Imobiliário atinge valores recorde este ano

O investimento no mercado imobiliário este ano poderá crescer mais de 50% face ao ano passado, considerado um ano recorde, para perto de 3 mil milhões de euros, motivado principalmente pelas transacções anunciadas nos centros comerciais.

De acordo com o estudo “Market 360º”, apresentado hoje pela JLL, o investimento estrangeiro no mercado imobiliário continua a ser dominante, tendo representado 80% das transacções realizadas em 2017, sendo os fundos de investimento, com 76%, o tipo de investidor mais activo.

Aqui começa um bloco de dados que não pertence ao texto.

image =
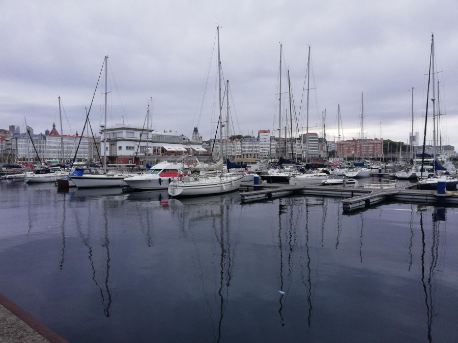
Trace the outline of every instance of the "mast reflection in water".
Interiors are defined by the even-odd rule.
[[[0,182],[0,291],[70,341],[458,336],[456,208],[80,191]]]

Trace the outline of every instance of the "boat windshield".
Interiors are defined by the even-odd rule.
[[[179,171],[177,168],[175,169],[153,169],[151,168],[148,170],[147,174],[154,174],[155,175],[161,174],[161,173],[177,173]]]

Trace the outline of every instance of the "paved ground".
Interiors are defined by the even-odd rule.
[[[66,341],[0,294],[0,342],[63,343]]]

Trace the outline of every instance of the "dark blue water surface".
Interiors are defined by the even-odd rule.
[[[341,200],[1,181],[0,293],[71,342],[456,341],[458,210]]]

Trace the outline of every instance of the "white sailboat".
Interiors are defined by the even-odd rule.
[[[71,180],[78,188],[95,188],[99,187],[120,187],[127,185],[124,178],[134,174],[106,171],[106,97],[107,81],[108,80],[108,56],[105,56],[105,122],[103,127],[103,173],[99,173],[97,169],[92,169],[91,173],[74,172],[70,175]]]
[[[216,27],[216,30],[218,36],[218,81],[219,88],[220,154],[222,155],[222,123],[219,26]],[[198,174],[173,178],[168,184],[168,192],[169,195],[173,197],[191,197],[228,193],[238,190],[243,178],[243,175],[242,173],[224,174],[223,165],[221,164],[220,169],[212,173],[202,170]]]
[[[289,178],[290,184],[305,185],[307,184],[321,184],[322,182],[328,178],[329,174],[320,172],[310,172],[299,174]]]
[[[172,178],[184,176],[183,163],[162,161],[153,166],[146,174],[124,178],[124,182],[134,190],[166,190]]]
[[[433,94],[431,97],[431,100],[433,102],[433,166],[434,166],[434,175],[432,177],[428,177],[426,178],[423,178],[423,175],[424,173],[424,172],[421,173],[420,176],[420,179],[418,180],[418,183],[417,183],[417,188],[419,190],[438,190],[438,186],[439,185],[439,182],[443,182],[445,184],[445,188],[447,191],[456,191],[457,189],[458,189],[458,178],[452,176],[450,175],[449,175],[448,173],[446,173],[446,169],[444,168],[442,166],[440,165],[439,162],[437,161],[437,151],[436,148],[436,105],[435,105],[435,81],[434,81],[434,76],[435,76],[435,72],[434,72],[434,35],[432,35],[431,38],[431,56],[430,59],[430,74],[428,77],[431,77],[432,79],[432,84],[433,84]],[[429,96],[429,79],[428,80],[428,92],[427,92],[427,96]],[[439,87],[439,86],[438,86]],[[439,92],[438,91],[438,93]],[[438,98],[439,98],[439,95],[438,94]],[[438,103],[439,102],[438,101]],[[426,103],[426,115],[425,116],[425,123],[424,123],[424,133],[423,134],[423,159],[424,160],[424,148],[425,148],[425,144],[426,143],[426,123],[427,122],[427,118],[428,118],[428,106],[427,103]],[[424,164],[423,162],[422,162],[422,166],[421,172],[423,172],[424,167]],[[438,172],[439,170],[441,170],[443,171]]]
[[[361,127],[362,137],[361,140],[361,155],[363,164],[364,161],[364,105],[363,100],[363,93],[361,93]],[[344,174],[347,177],[351,178],[360,177],[369,177],[370,176],[370,170],[363,167],[353,167],[351,170],[346,171]]]

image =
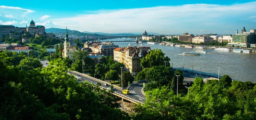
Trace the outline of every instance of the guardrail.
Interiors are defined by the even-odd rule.
[[[48,67],[47,66],[46,66],[46,65],[43,65],[43,66],[44,67]],[[70,72],[72,72],[75,73],[76,73],[77,74],[79,74],[79,75],[82,75],[82,76],[83,76],[84,77],[86,77],[89,78],[90,78],[91,79],[93,79],[93,80],[95,80],[96,81],[97,81],[99,82],[102,83],[106,83],[106,84],[110,84],[111,85],[112,85],[112,84],[109,84],[109,83],[108,83],[108,82],[107,82],[106,81],[102,81],[102,80],[101,80],[100,79],[98,79],[94,78],[93,78],[93,77],[89,76],[89,75],[84,75],[84,74],[81,73],[79,73],[79,72],[76,72],[76,71],[70,71],[70,70],[69,70],[69,71],[70,71]],[[69,74],[69,75],[70,75],[71,74],[71,73],[67,73],[67,74]],[[75,77],[77,78],[77,77],[76,76],[76,75],[74,75],[74,76],[75,76]],[[144,81],[145,81],[145,80],[144,80]],[[141,80],[141,81],[137,81],[136,82],[132,83],[132,84],[130,84],[129,86],[131,86],[131,85],[132,85],[134,84],[137,84],[137,83],[138,83],[139,82],[139,81],[140,81],[140,82],[143,81],[143,80]],[[117,86],[116,85],[112,85],[113,86],[113,87],[115,87],[116,88],[117,88],[117,89],[122,89],[124,88],[124,88],[122,89],[121,87],[118,87],[118,86]],[[99,86],[99,87],[102,89],[106,89],[104,87],[101,87],[101,86]],[[118,97],[119,97],[120,98],[124,98],[124,99],[125,99],[126,100],[128,100],[129,101],[131,101],[131,102],[133,102],[133,103],[140,103],[141,104],[144,104],[144,103],[143,103],[143,102],[139,101],[138,101],[138,100],[136,100],[134,99],[133,98],[128,97],[125,96],[125,95],[122,95],[121,94],[119,94],[119,93],[117,93],[117,92],[114,92],[114,93],[113,93],[113,95],[115,95],[116,96],[117,96]]]
[[[136,81],[136,82],[132,82],[132,83],[131,83],[131,84],[130,84],[130,85],[128,85],[128,86],[127,87],[126,87],[125,88],[126,88],[126,89],[128,89],[130,88],[130,87],[131,87],[131,86],[132,86],[133,85],[136,84],[137,84],[137,83],[140,83],[140,82],[144,82],[144,81],[147,81],[147,80],[146,80],[146,79],[144,79],[144,80],[140,80],[140,81]]]
[[[108,83],[108,82],[107,82],[104,81],[102,81],[102,80],[100,80],[100,79],[97,79],[97,78],[93,78],[93,77],[92,77],[92,76],[89,76],[89,75],[84,75],[84,74],[83,74],[83,73],[79,73],[79,72],[76,72],[76,71],[71,71],[71,72],[72,72],[75,73],[76,73],[76,74],[77,74],[80,75],[83,75],[83,76],[84,76],[84,77],[87,77],[87,78],[91,78],[91,79],[92,79],[94,80],[95,80],[95,81],[98,81],[98,82],[100,82],[100,83],[104,83],[104,84],[111,84],[111,85],[113,85],[113,87],[115,87],[115,88],[117,88],[117,89],[124,89],[124,88],[122,88],[122,87],[119,87],[119,86],[116,86],[116,85],[113,85],[113,84],[110,84],[110,83]]]

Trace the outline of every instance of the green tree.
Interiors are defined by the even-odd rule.
[[[17,66],[19,68],[21,68],[22,66],[22,69],[23,70],[30,70],[35,69],[38,67],[41,67],[42,64],[38,61],[38,59],[35,59],[32,58],[26,57],[20,61],[20,64]]]
[[[143,68],[151,67],[155,66],[164,65],[166,61],[166,67],[170,66],[170,59],[164,56],[165,54],[161,49],[153,49],[146,56],[141,59],[140,65]]]
[[[128,84],[128,82],[130,81],[130,83],[131,84],[134,81],[134,78],[131,75],[129,71],[125,71],[122,72],[122,85],[123,87],[127,87],[129,85]],[[122,83],[121,82],[119,82],[120,86],[122,86]]]
[[[110,70],[110,71],[107,72],[107,73],[105,73],[105,78],[109,80],[111,82],[111,80],[112,80],[113,81],[114,83],[115,83],[115,81],[117,80],[119,78],[119,76],[116,70]]]

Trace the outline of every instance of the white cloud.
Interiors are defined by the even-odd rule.
[[[20,24],[23,24],[23,23],[28,23],[28,21],[22,21],[21,22],[20,22]]]
[[[176,33],[197,33],[201,30],[204,30],[204,32],[219,33],[236,30],[236,26],[230,20],[241,23],[237,26],[242,25],[243,22],[239,18],[248,17],[248,15],[253,14],[256,11],[256,2],[253,2],[230,5],[194,4],[101,10],[87,12],[87,14],[51,20],[51,21],[63,22],[64,23],[62,24],[62,26],[72,25],[70,29],[81,31],[142,32],[145,29],[150,32],[164,34],[175,33],[172,33],[174,31]]]
[[[104,24],[106,23],[105,22],[98,22],[97,23],[97,24]]]
[[[5,15],[4,17],[7,17],[7,18],[16,18],[16,17],[14,17],[14,16],[13,16],[12,15],[10,14],[9,15],[8,15],[8,14]]]
[[[3,22],[2,20],[0,20],[0,24],[4,25],[11,25],[18,23],[18,22],[15,21],[8,21],[6,22]]]
[[[22,10],[23,11],[25,11],[25,12],[23,12],[21,14],[21,17],[24,17],[26,16],[26,15],[27,14],[31,13],[34,12],[34,11],[32,11],[30,9],[24,9],[23,8],[21,8],[17,7],[12,7],[12,6],[0,6],[0,8],[4,8],[4,9],[14,9],[14,10]]]
[[[32,13],[32,12],[35,12],[35,11],[30,10],[30,9],[24,9],[24,8],[21,8],[20,7],[17,7],[6,6],[0,6],[0,8],[24,10],[24,11],[26,11],[25,13]]]
[[[43,16],[42,16],[41,17],[40,17],[40,19],[41,20],[44,20],[47,19],[50,17],[51,17],[50,15],[45,15]]]
[[[35,23],[35,25],[50,25],[50,24],[52,24],[52,22],[50,21],[48,21],[44,22],[37,22]]]

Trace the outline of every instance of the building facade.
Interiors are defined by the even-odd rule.
[[[32,20],[29,26],[26,28],[19,28],[12,25],[0,25],[0,38],[3,36],[7,36],[11,32],[20,33],[22,31],[27,31],[31,33],[39,33],[40,34],[45,33],[45,28],[42,25],[35,25],[35,22]]]
[[[213,39],[210,37],[196,36],[192,39],[192,43],[199,44],[203,42],[205,45],[213,41]]]
[[[179,36],[178,36],[178,39],[180,41],[190,42],[192,42],[192,38],[193,37],[194,37],[193,35],[189,34],[188,33],[184,33],[182,35]]]
[[[114,50],[114,61],[125,65],[125,70],[130,71],[134,76],[142,70],[140,60],[150,51],[146,47],[128,47],[116,48]]]
[[[67,29],[66,28],[66,38],[64,42],[64,49],[62,51],[62,57],[72,59],[73,54],[77,52],[76,43],[72,40],[69,40],[67,35]]]
[[[236,30],[236,35],[232,36],[232,43],[246,43],[247,45],[251,44],[256,43],[256,31],[252,29],[249,32],[247,32],[244,27],[241,30],[240,34]]]

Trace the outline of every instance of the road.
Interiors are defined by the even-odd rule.
[[[42,64],[43,65],[46,66],[49,65],[49,63],[47,61],[40,61],[41,62],[41,63],[42,63]],[[83,82],[84,81],[88,81],[88,83],[90,83],[100,82],[100,83],[101,84],[101,87],[105,89],[107,89],[107,88],[109,87],[109,86],[106,87],[104,86],[103,84],[105,83],[103,81],[102,81],[102,82],[99,82],[98,81],[96,81],[95,80],[92,79],[88,77],[86,77],[86,75],[80,75],[77,74],[75,72],[69,70],[67,71],[67,73],[71,74],[73,74],[74,76],[76,76],[78,77],[80,77],[84,80],[83,81],[78,81],[78,82]],[[130,89],[129,89],[130,94],[128,95],[123,94],[122,92],[122,89],[119,89],[116,88],[115,88],[116,89],[114,92],[120,94],[122,94],[122,95],[123,95],[127,97],[134,99],[140,102],[144,103],[144,102],[145,100],[145,95],[143,95],[143,94],[142,94],[141,92],[141,89],[142,89],[142,87],[143,87],[143,83],[139,83],[134,85],[133,86],[131,87]]]

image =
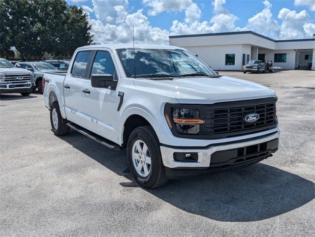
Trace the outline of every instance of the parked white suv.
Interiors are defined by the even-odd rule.
[[[278,149],[274,92],[219,76],[183,48],[83,47],[67,72],[44,79],[55,134],[72,128],[126,148],[130,170],[146,187],[253,164]]]
[[[0,59],[0,94],[20,93],[23,96],[32,91],[33,75],[25,69],[17,68],[4,59]]]

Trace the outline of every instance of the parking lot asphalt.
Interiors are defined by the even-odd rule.
[[[125,150],[54,136],[42,95],[1,95],[0,236],[315,236],[315,72],[220,74],[276,91],[279,151],[154,190]]]

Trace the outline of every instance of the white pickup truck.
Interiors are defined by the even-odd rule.
[[[55,134],[71,128],[126,148],[130,170],[145,187],[253,164],[278,149],[274,92],[220,76],[183,48],[85,46],[67,72],[44,79]]]

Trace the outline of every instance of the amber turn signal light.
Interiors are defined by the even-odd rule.
[[[196,118],[173,118],[173,121],[181,124],[202,124],[205,123],[204,120]]]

Fernando Ferreira, head of Capital Markets da JLL, referiu que «os investidores domésticos também se revelam bastante dinâmicos, tendo aumentado a sua quota quanto ao número de transacções de 24% em 2015 para 45% em 2017», mas com uma média de tickets de 14 milhões de euros, um valor que compara com os 45 milhões dos concorrentes internacionais.

Pedro Lancastre, director-geral da JLL, adiantou que «os activos de imobiliário estão a ganhar quota de mercado», que esta «é uma tendência mundial» e que em Portugal é uma «onda estrutural» e não passageira.  O director-geral acrescentou ainda que existem dois grandes desafios, principalmente em Lisboa, que se prendem com a necessidade do aumento da promoção e incentivos por parte da Câmara e do Estado para a construção de mais escritórios e «mais arrendamento residencial com discriminação positiva por parte da Câmara, dando condições aos promotores para a construção destinada 100% a arrendamento».

 

Análise sectorial

Nos escritórios, a construção nova começa a ressurgir, “mas ainda de forma muito tímida, o que poderá limitar a actividade, já que o stock começa a não ter capacidade de resposta para os requisitos da procura actual”, avança o estudo.

Na área residencial, o número de casas vendidas ascendeu às 110.847 em 2017, mais 12,4% do que no ano anterior, 57% das quais adquiridas por estrangeiros – 14% brasileiros, 7% sul-africanos e 4% turcos e britânicos. Patrícia Barão, head of Residential, indicou que «há mais procura do que oferta».  Ainda assim, a tendência de alargamento de procura para fora das zonas consideradas prime, quer por comparadores nacionais, quer por internacionais, tem originado uma maior capacidade de resposta, o que levará a que este ano “se assista a um maior equilíbrio entre a oferta e a procura e, portanto, a um crescimento menos acentuado dos preços”.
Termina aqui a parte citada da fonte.